[Moonfleet by J. Meade Falkner]@TWC D-Link bookMoonfleet CHAPTER 19 9/23
Now I had little heart to eat, but took what he gave me to save myself from his importunities, and having once tasted was led by nature to eat all, and was much benefited thereby. Yet I could not talk with Ratsey, nor answer any of his questions, though another time I should have put a thousand to him myself; and he seeing 'twas no good sat by me in silence, using a spy-glass now and again to make out the things floating at sea.
As the day grew the men left the fire at the back of the beach, and came down to the sea-front where the waves were continually casting up fresh spoil.
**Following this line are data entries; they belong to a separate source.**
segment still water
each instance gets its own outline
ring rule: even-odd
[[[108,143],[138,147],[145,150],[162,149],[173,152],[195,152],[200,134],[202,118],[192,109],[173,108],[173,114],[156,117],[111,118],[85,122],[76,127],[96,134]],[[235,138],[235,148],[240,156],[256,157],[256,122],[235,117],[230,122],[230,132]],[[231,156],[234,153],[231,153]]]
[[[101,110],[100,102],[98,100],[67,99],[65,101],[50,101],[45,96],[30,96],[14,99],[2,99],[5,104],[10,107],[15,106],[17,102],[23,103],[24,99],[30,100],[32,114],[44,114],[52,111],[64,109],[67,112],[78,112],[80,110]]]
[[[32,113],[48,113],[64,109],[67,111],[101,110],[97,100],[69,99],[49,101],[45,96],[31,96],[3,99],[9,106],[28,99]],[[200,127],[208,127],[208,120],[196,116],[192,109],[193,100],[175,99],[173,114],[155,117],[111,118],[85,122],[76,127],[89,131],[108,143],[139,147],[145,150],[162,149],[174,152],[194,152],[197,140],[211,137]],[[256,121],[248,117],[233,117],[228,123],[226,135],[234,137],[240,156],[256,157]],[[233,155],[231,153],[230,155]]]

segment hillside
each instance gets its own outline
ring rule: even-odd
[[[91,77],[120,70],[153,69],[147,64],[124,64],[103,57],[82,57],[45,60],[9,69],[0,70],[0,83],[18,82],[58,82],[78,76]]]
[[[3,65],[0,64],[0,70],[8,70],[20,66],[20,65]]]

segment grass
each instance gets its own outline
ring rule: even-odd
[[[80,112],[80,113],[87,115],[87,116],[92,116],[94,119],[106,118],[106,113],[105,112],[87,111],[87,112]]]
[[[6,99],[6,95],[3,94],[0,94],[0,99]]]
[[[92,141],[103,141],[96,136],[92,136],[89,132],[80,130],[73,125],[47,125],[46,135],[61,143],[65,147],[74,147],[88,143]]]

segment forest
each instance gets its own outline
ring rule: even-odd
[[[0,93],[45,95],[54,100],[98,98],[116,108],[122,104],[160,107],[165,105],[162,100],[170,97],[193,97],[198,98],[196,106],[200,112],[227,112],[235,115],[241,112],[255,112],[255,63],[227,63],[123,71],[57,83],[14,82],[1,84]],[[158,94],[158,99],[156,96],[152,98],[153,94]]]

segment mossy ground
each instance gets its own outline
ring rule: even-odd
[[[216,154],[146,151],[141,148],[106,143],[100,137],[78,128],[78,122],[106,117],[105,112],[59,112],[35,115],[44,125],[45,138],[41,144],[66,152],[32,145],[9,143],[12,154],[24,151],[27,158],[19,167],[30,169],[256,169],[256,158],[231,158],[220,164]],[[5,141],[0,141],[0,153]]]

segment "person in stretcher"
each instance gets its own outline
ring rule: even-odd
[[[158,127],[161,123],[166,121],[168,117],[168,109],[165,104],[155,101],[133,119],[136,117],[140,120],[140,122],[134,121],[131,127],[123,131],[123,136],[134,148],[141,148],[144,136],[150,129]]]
And there all worked with a will, not each one for his own hand, but all to make a common hoard which should be divided afterwards. Among the flotsam moving outside the breakers I could see more than one dark ball, like black buoys, bobbing up and down, and lifting as the wave came by: and knew them for the heads of drowned men.
Yet though I took Ratsey's glass and scanned all carefully enough, I could make nothing of them, but saw the pinnace floating bottom up, and farther out another boat deserted and down to her gunwale in the water.
'Twas midday before the first body was cast up, when the sky was breaking a little, and a thin and watery sun trying to get through, and afterwards three other bodies followed.